PFF members, for those of you unfamiliar with the 100 Fathom Fishing Club, _we are a private fishing club._ We are not a public fishing forum. Every applicant for membership has to undergo an approval process. We do not charge any dues nor do we take any advertising money. THe only requirements that members have is to post at least three times over any 90 day period, refrain from flame wars and don't talk politics or religion (although ripping Enviros a new orifice is encouraged!). We also strongly encourage our members to actively participateon thepublic fishing forums - many great ideas come from places like PFF and others. 

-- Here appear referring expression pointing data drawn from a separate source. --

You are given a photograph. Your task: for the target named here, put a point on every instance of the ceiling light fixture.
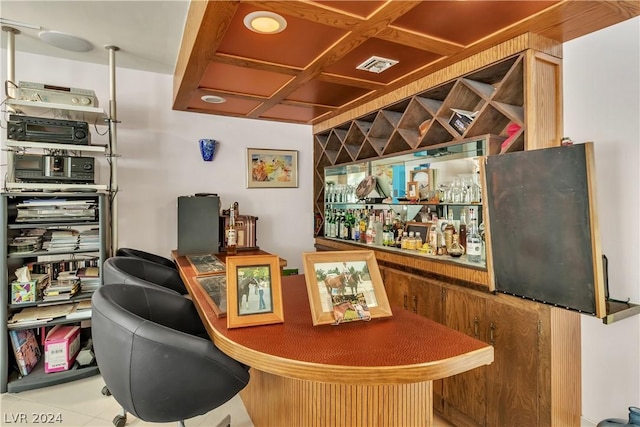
(65, 41)
(264, 22)
(377, 64)
(213, 99)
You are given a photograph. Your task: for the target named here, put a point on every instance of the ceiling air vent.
(376, 64)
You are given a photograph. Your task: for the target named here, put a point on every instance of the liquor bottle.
(231, 233)
(378, 226)
(363, 225)
(433, 237)
(418, 240)
(404, 240)
(474, 241)
(370, 233)
(463, 228)
(449, 230)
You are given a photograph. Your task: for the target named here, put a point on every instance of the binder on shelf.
(26, 349)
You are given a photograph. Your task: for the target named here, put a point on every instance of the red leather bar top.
(400, 340)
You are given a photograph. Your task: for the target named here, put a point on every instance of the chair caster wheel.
(119, 420)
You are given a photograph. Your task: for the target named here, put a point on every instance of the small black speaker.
(198, 224)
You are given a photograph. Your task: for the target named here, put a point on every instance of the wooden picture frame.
(272, 168)
(206, 264)
(320, 265)
(254, 291)
(215, 285)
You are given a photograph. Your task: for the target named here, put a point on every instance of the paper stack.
(60, 240)
(66, 286)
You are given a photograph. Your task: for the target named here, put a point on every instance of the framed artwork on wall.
(254, 293)
(331, 276)
(272, 168)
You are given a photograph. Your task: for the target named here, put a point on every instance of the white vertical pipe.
(113, 135)
(11, 82)
(11, 60)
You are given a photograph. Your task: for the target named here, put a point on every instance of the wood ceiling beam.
(243, 62)
(205, 27)
(376, 23)
(419, 41)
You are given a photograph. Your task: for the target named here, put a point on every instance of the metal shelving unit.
(105, 193)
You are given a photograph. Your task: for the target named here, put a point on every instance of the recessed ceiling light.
(264, 22)
(65, 41)
(377, 64)
(213, 99)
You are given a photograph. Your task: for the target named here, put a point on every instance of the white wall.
(161, 159)
(602, 104)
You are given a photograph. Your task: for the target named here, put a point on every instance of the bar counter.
(374, 373)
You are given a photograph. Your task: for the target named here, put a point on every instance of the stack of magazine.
(60, 240)
(89, 279)
(63, 288)
(89, 239)
(55, 210)
(30, 240)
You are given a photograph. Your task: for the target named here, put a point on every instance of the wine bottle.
(474, 241)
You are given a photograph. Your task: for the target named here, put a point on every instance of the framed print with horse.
(332, 276)
(272, 168)
(254, 292)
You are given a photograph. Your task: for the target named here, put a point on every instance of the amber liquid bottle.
(232, 238)
(462, 229)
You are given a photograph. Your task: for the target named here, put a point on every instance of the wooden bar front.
(376, 373)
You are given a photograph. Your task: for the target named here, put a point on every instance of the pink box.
(61, 346)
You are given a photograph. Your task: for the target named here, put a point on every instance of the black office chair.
(138, 271)
(137, 253)
(148, 353)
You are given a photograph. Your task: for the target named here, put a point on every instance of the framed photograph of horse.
(332, 275)
(272, 168)
(254, 291)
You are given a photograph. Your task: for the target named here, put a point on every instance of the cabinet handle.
(492, 328)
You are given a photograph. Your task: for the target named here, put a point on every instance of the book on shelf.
(80, 311)
(206, 264)
(26, 349)
(40, 314)
(23, 291)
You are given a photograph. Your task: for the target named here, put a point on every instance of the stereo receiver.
(37, 129)
(28, 91)
(49, 168)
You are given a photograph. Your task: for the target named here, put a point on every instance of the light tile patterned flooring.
(80, 403)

To serve our far-flung members better, we have an online website where members can post fishing reports, ask for boating-engine-fishing-tackle-rigging advice, etc. We have members in places like Guam, Tahiti, Cayman Islands, Australia and the Bahamas but most are clustered in SE Florida, Norfolk Va, and the Gulf States of Fla Alabama Mississippi Louisiana and Texas.

We have four main focuses - bottomfishing, swordfishing, deepdropping and fisheries regs issues. 

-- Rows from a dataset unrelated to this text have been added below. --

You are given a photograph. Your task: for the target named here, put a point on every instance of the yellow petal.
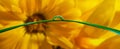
(86, 5)
(103, 15)
(112, 43)
(12, 37)
(59, 41)
(24, 42)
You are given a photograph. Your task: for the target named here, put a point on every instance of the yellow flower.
(37, 36)
(107, 14)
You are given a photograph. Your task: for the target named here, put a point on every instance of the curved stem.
(44, 21)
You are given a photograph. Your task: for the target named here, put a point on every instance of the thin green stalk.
(62, 19)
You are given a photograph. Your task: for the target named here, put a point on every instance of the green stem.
(61, 19)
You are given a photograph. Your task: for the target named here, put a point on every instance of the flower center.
(35, 28)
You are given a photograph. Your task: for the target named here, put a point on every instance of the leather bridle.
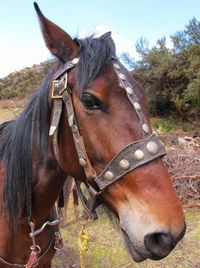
(129, 158)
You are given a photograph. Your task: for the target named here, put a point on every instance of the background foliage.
(171, 76)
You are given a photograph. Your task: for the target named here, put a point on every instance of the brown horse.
(89, 120)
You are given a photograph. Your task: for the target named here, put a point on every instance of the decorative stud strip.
(129, 158)
(124, 83)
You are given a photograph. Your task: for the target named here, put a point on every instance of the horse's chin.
(136, 256)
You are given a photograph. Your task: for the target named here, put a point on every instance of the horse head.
(119, 157)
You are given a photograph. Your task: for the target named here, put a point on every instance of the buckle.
(59, 86)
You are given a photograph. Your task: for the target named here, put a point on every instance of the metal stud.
(108, 175)
(116, 66)
(129, 90)
(122, 76)
(152, 147)
(145, 128)
(139, 154)
(137, 106)
(75, 60)
(82, 162)
(71, 120)
(52, 130)
(124, 164)
(74, 128)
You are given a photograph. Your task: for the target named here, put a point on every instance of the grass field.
(106, 248)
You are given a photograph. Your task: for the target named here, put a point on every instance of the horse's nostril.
(159, 244)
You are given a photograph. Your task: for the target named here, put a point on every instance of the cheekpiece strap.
(129, 158)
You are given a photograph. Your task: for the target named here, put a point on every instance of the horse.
(89, 120)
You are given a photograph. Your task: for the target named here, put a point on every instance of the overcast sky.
(21, 43)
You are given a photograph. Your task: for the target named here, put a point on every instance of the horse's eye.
(90, 102)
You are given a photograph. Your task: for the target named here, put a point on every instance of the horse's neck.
(48, 183)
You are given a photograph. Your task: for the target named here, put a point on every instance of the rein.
(129, 158)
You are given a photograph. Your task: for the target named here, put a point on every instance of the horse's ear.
(57, 40)
(107, 36)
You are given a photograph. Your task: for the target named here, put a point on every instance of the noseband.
(133, 155)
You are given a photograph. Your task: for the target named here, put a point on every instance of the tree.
(172, 76)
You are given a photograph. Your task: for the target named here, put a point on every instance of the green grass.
(106, 248)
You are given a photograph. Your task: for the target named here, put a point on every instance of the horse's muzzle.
(156, 245)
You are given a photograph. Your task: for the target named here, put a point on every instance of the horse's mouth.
(138, 256)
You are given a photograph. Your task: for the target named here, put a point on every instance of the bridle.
(129, 158)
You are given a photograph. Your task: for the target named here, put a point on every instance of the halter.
(133, 155)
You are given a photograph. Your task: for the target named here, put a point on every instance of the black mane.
(16, 150)
(95, 55)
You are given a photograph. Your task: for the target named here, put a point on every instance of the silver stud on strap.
(124, 164)
(145, 128)
(116, 66)
(108, 175)
(71, 120)
(152, 147)
(122, 76)
(139, 154)
(129, 90)
(75, 60)
(137, 106)
(82, 162)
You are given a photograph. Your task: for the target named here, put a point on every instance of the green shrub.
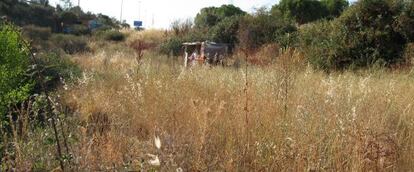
(172, 45)
(362, 36)
(262, 28)
(80, 30)
(226, 31)
(38, 36)
(37, 33)
(70, 44)
(54, 68)
(114, 35)
(15, 86)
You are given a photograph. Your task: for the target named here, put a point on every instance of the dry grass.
(299, 119)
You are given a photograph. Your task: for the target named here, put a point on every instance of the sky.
(160, 13)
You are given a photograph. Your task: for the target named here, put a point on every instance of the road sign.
(137, 23)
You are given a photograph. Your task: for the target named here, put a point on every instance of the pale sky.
(160, 13)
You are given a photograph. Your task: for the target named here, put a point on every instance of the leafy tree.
(264, 27)
(226, 30)
(335, 7)
(303, 11)
(210, 16)
(363, 36)
(15, 86)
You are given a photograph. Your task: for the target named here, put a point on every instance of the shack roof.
(192, 43)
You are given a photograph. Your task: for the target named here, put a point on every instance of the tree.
(67, 4)
(303, 11)
(226, 31)
(210, 16)
(263, 27)
(363, 36)
(15, 86)
(335, 7)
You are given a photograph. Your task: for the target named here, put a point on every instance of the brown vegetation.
(298, 119)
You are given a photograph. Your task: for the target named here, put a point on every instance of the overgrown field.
(283, 117)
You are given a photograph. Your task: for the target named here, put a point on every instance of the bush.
(71, 44)
(226, 31)
(37, 33)
(172, 45)
(362, 36)
(54, 68)
(80, 30)
(15, 86)
(263, 28)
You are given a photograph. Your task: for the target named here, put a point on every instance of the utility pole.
(139, 10)
(122, 6)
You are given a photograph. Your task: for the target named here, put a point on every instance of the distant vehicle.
(205, 53)
(94, 24)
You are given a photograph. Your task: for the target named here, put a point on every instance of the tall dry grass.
(299, 119)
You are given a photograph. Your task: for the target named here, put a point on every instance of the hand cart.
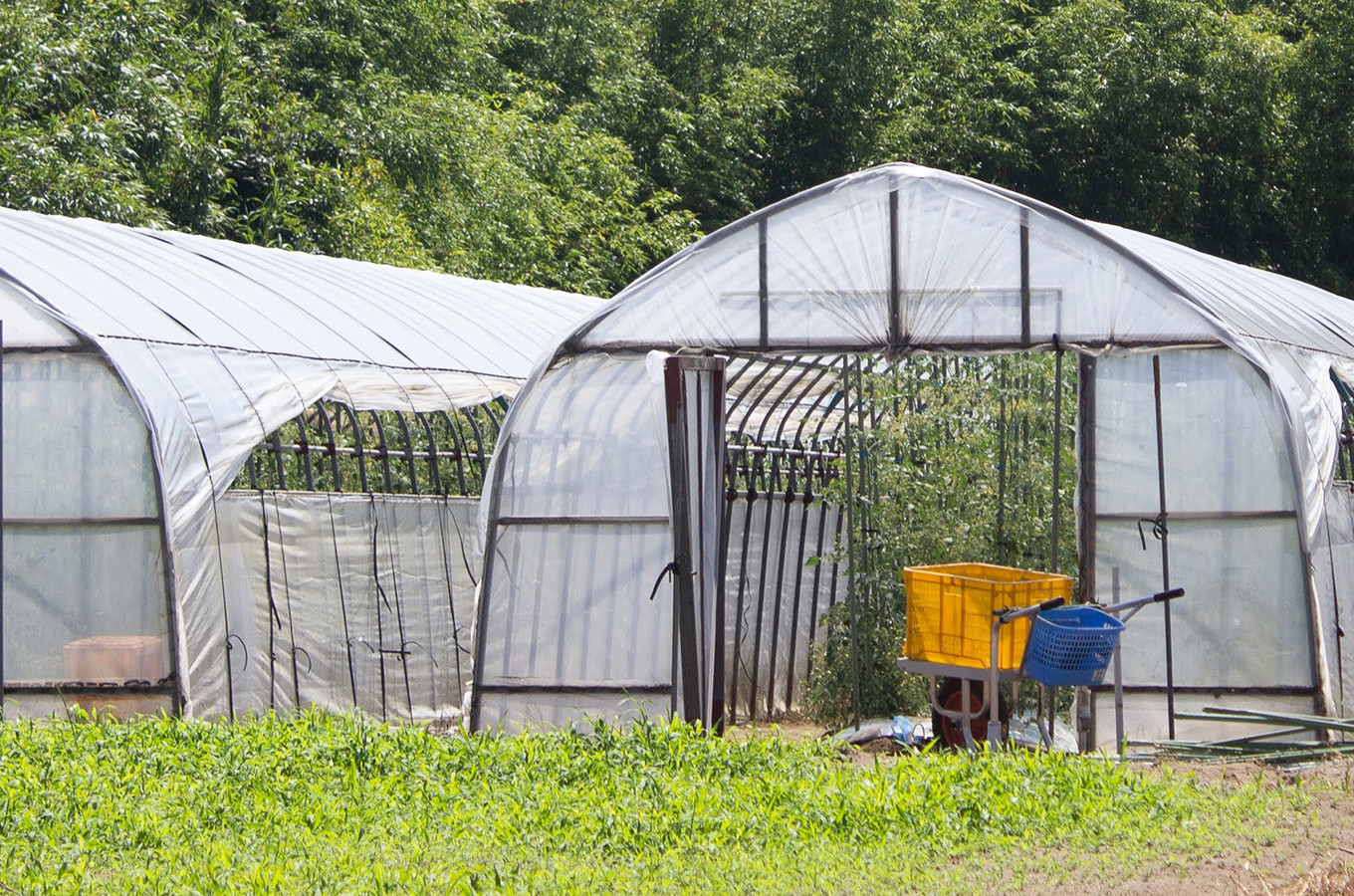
(1066, 646)
(952, 633)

Scott - to answer your tilefish question, in all five Gulf States thereare no size limits on Golden Tilefish. Texas, Louisiana, Mississippi, Alabama all have a 20 Golden Tile per person limit as part of the 20 fish per person Reef Fish aggregate bag limit. Only Florida went screwy with Gulfcoast Golden Tile bag limits - FWC lumps them in with the 4 Grouper per person agg bag. Still, at least it beats the total BS limit on the _east_ coast - 1 freakin' Golden Tile per person even though SAFMC/NMFS own friggin' "best science" says they won't be overfished at 3 G-Tiles per person.

Happy Sunday,

Mark

Catch-All

Pres., 100 Fathom Fishing Club


----------



## CATCH-ALL (Oct 6, 2009)

Scott - I just okayed your app.

Welcome aboard! 

Catch


----------



## CATCH-ALL (Oct 6, 2009)

*GULF OF MEXICO REGS - SNOWY & GOLDEN TILE - FEDL WATERS & STATES WATERS

GULF OF MEXICO FEDERAL GUMMINT REGS*







"Hi! I'm from the Gummint and I'm here to help!" 
*Snowy Grouper* - 4 per person, as part of 4 Grouper agg bag

*Golden Tilefish* - 20 per person, as part of 20 Reef Fish agg bag

*FLORIDA *








*Snowy Grouper *- 4 Snowys per person, as poart of the 4 Grouper aggregate bag limit

*Golden Tilefish* - 4 Golden Tile per person, as part of the 4 Grouper agg bag (sorry guys, you're FUCKED)


*ALABAMMY*







(Hey Alabama! Florida stole your flag and slapped a purty seal on it)
*Snowys -* not listed but assume they count towards the 5 Grouper p/p agg bag

*Golden Tile *- 20 per person, as part of 20 Reef Fish agg bag

*MISSISSIPPI*








*Snowys *- 5 per person, Grouper agg bag

*Golden Tile* - 20 per person, Reef Fish agg bag

*LOUISIANA*








*Snowys *- 5 per person, as part of the Grouper agg bag

*Golden Tile* - 20 per person, as part of Snapper agg bag 

*TEXAS *








*Snowys* - 4 per person, grouper agg bag

*Golden Tile* - 20 per person, reef fish agg bag
*in waters further than 9nm offshore, Texas limits conform to federal regs

Hope this helps....

Catch


----------